2. Architecture ablations
YOLO11, Mask2Former, and RF-DETR, fine-tuned on the construction dataset in both equirectangular and cubemap domains, to bracket the design space: CNN single-stage, transformer query-based, and real-time DETR.
- YOLO11-seg gives the quickest inference and built-in mosaic-style augmentation, but expects a square input and aggressively downscales the panoramic frames.
- Mask2Former (Swin-B, COCO-instance) is a query-based transformer with masked attention, trading inference speed for higher-quality masks.
- RF-DETR-Seg (Roboflow's real-time DETR, DINOv2 backbone) is NMS-free set prediction, the newest and most efficient of the three.
3. Synthetic data via Blender
A few hundred labelled frames isn't enough for production-grade training, so we're building a procedural Blender pipeline that manufactures them.
- Generates synthetic construction interiors with parameterised columns, doors, door frames, windows, staircases, and elevator shafts, using Poly Haven HDRIs and PBR materials with domain randomisation.
- Renders to the cube-face format used by the pipeline (square crops at 90° FOV), with ground-truth per-instance masks, so synthetic and real share an identical label contract.
- Plan: mix synthetic and real frames in training, with explicit class-balance control to lift the rare components (elevator shafts, staircases).
4. Temporal tracking
Turns the per-frame masks into temporally-stable instance IDs across the video, reasoning on the sphere rather than in flat pixels.
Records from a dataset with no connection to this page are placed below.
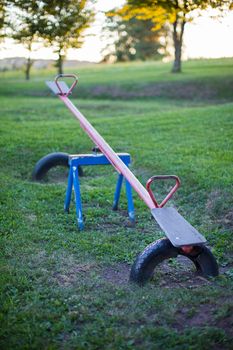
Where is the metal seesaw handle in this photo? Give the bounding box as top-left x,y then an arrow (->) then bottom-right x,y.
146,175 -> 180,208
55,74 -> 78,96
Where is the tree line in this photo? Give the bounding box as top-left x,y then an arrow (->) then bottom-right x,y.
0,0 -> 233,79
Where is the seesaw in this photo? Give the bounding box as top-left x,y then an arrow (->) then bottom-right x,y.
47,74 -> 218,285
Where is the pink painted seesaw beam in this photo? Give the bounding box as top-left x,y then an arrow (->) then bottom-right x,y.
47,74 -> 206,247
59,91 -> 155,209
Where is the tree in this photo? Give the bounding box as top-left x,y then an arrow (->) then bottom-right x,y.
104,15 -> 165,62
40,0 -> 94,74
0,0 -> 6,41
115,0 -> 232,73
7,0 -> 41,80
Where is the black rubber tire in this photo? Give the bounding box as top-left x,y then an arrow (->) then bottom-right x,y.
129,238 -> 218,285
32,152 -> 83,181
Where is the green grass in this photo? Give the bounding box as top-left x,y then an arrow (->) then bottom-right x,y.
0,59 -> 233,350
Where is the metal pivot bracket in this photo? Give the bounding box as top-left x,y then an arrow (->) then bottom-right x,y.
146,175 -> 180,208
146,175 -> 206,247
46,74 -> 78,96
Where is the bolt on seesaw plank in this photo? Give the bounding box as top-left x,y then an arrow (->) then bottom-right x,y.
46,74 -> 206,247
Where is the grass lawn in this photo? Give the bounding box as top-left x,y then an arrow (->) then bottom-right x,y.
0,59 -> 233,350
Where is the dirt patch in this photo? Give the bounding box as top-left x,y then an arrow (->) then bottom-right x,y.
153,256 -> 211,289
102,263 -> 131,285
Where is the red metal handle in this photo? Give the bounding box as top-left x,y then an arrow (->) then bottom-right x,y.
146,175 -> 180,208
55,74 -> 78,96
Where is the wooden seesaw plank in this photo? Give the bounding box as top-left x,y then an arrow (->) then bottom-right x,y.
151,207 -> 206,247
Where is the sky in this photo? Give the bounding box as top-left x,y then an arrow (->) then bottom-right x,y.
0,0 -> 233,62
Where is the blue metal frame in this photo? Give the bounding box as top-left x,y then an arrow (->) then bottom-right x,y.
64,153 -> 135,230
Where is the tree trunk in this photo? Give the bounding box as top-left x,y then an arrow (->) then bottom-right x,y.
172,17 -> 186,73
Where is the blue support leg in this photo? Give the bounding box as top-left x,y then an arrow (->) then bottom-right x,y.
64,166 -> 73,213
125,179 -> 135,224
72,166 -> 84,230
112,174 -> 123,210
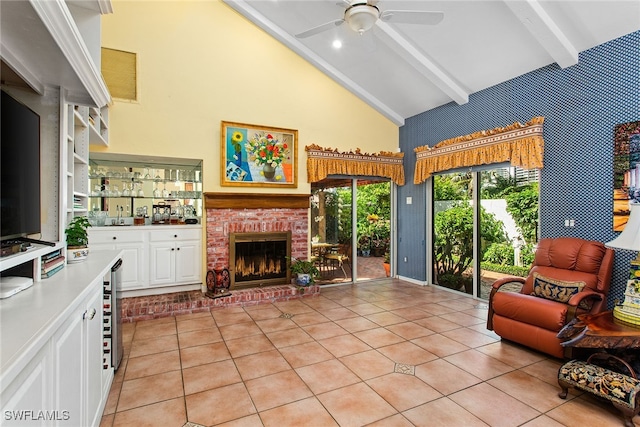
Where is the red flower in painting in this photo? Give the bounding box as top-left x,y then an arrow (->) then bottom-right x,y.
244,132 -> 289,167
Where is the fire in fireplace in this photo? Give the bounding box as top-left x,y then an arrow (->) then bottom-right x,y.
229,231 -> 291,289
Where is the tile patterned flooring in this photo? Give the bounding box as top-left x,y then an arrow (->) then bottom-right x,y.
101,279 -> 640,427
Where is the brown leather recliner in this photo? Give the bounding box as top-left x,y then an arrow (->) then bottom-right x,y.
487,237 -> 614,358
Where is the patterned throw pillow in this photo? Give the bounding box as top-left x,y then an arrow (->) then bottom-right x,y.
531,272 -> 586,304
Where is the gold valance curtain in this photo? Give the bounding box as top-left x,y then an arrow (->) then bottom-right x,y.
413,117 -> 544,184
305,144 -> 404,185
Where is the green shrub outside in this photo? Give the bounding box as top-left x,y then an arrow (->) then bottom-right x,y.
480,262 -> 531,277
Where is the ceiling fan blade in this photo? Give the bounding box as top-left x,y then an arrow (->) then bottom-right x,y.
380,10 -> 444,25
296,19 -> 344,39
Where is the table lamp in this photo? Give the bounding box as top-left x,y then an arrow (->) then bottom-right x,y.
606,203 -> 640,326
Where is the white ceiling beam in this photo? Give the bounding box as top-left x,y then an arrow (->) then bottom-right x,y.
224,0 -> 404,126
29,0 -> 111,107
0,40 -> 45,95
376,20 -> 469,105
504,0 -> 578,68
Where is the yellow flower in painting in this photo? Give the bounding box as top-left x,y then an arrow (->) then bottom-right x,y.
231,131 -> 244,144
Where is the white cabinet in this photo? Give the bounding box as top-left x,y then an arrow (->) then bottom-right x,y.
52,280 -> 104,426
89,225 -> 203,296
0,346 -> 50,426
149,229 -> 202,286
60,104 -> 109,235
89,231 -> 148,291
0,251 -> 120,427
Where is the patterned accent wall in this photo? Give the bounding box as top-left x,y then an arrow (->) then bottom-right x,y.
398,31 -> 640,307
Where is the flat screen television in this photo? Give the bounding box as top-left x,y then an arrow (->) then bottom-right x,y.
0,91 -> 41,241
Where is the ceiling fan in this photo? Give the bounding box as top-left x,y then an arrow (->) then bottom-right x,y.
296,0 -> 444,39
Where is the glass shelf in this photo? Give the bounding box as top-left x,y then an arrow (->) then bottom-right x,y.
87,153 -> 203,221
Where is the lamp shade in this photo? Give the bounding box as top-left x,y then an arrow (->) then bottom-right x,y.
605,203 -> 640,251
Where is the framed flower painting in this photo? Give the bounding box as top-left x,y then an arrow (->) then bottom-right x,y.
220,121 -> 298,188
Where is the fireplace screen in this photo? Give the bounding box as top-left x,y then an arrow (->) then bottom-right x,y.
229,231 -> 291,289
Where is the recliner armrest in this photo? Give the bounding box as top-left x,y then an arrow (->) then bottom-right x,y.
491,276 -> 525,291
567,289 -> 603,306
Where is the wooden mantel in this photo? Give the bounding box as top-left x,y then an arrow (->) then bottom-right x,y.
204,193 -> 311,209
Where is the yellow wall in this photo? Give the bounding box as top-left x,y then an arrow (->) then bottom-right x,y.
99,0 -> 398,193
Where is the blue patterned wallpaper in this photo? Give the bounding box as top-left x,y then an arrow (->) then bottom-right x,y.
397,31 -> 640,307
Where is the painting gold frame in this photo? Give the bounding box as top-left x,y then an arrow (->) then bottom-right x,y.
220,121 -> 298,188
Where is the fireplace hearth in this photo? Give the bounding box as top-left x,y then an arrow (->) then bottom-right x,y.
229,231 -> 291,290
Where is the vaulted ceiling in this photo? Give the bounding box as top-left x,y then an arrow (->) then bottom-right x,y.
224,0 -> 640,125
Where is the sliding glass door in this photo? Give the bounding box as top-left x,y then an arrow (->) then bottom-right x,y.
311,178 -> 392,284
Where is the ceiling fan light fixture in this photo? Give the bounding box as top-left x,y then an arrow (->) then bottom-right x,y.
344,4 -> 380,35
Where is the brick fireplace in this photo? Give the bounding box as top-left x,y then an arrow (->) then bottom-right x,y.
205,193 -> 309,286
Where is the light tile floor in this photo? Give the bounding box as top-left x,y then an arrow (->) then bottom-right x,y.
101,279 -> 640,427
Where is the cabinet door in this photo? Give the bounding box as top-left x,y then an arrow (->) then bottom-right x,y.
116,243 -> 147,291
0,345 -> 50,426
52,306 -> 85,425
176,240 -> 202,283
149,242 -> 176,285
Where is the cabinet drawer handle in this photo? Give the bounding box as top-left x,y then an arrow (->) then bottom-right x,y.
82,308 -> 96,320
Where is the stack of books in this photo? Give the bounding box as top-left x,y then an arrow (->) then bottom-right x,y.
41,249 -> 64,279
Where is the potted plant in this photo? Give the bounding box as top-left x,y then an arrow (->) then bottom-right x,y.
290,258 -> 320,286
382,252 -> 391,277
64,216 -> 91,262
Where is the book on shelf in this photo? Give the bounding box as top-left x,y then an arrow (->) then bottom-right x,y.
42,264 -> 64,279
42,256 -> 64,273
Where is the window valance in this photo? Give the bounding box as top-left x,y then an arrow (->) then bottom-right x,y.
413,117 -> 544,184
305,144 -> 404,185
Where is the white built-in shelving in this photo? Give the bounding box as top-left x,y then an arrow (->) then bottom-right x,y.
60,103 -> 109,228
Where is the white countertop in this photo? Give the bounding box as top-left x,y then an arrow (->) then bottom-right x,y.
89,224 -> 202,231
0,250 -> 122,385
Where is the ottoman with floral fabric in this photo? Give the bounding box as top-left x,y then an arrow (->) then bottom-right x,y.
558,353 -> 640,427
- Per-object Kalman filter in longitude/latitude plus Hungarian assignment over a multi-cue cost (mask IoU, angular distance, appearance, shape).
- Inter-frame camera rotation is estimated from the static background and each track's mask is warped forward before matching, so IDs survive camera panning.
- Class is a temporal majority vote, so single-frame misclassifications get smoothed out.
Technical details
The pipeline converts equirectangular input into six perspective cube faces, runs an instance-segmentation model on each, stitches predictions back into the panoramic frame, and tracks instances across frames.
- Input: 360° equirectangular video (2880×1440) at roughly one frame per second
- Projection: cubemap — six perspective faces at 90° FOV
- Output: per-instance masks with class labels and temporally-stable IDs
- Target classes: column, staircase, door, door frame, elevator shaft, outer window (6 of 9, with 3 collapsed training-only negatives)
- Models compared: YOLO11 (CNN, single-stage), Mask2Former (Swin-B, COCO-instance, query-based), RF-DETR (DINOv2, real-time DETR)
- Synthetic data: procedural Blender scenes rendered to the cube-face format with per-instance masks
- Tracking: spherical Kalman (lon/lat) + Hungarian assignment, ego-motion compensated
Key technical decisions
- Cubemap re-projection over spherical CNNs: Re-projecting to perspective faces lets us reuse COCO-pretrained checkpoints directly. Spherical convolutions are more principled but need custom operators and forfeit most of the pretraining benefit.
- Seam-aware stitching, not just IoU dedup: An object sliced by a cube-face boundary reprojects to two fragments with zero IoU, so an IoU-only merge misses them. A dilation-based adjacency rule re-joins fragments that physically touch across the seam, and the merge thresholds are tuned by grid search.
- Multi-architecture ablation: YOLO11, Mask2Former, and RF-DETR span CNN single-stage, transformer query-based, and real-time DETR. The different bias/variance trade-offs help isolate what's data-limited versus model-limited on a small dataset.
- Blender for synthetic data: Real construction-site labelling is expensive and slow, with rare classes badly under-represented. A procedural pipeline gives unlimited annotated frames with full control over class balance, in the same cube-face format as the real data.
Challenges & tradeoffs
- Equirectangular distortion: Standard CNNs assume a uniform pixel grid. ERP stretches non-uniformly with latitude, wraps at the seam, and has a 2:1 aspect ratio, none of which line up with square pretrained inputs.
- Data scarcity: A few hundred labelled frames, with severe class imbalance: columns appear in almost every frame, elevator shafts are rare.
- Synthetic-to-real domain gap: Blender renders give us unlimited labels but don't perfectly match real construction lighting, materials, and clutter. Closing the gap is the open research question.
What I learned
- Re-projection beats spherical convolutions when COCO-scale pretraining is on the table. Pretraining transfer outweighs the geometric purity of operating directly on the sphere.
- Bracketing model strength (YOLO vs Mask2Former vs RF-DETR) is what tells you whether the bottleneck is data or model on a small dataset.
- Synthetic-data pipelines are systems problems, not rendering ones. Reproducibility and label-format parity matter more than render fidelity.
- Rare classes (elevator shafts) need explicit rebalancing in the synthetic pipeline; resampling the real frames alone doesn't fix it.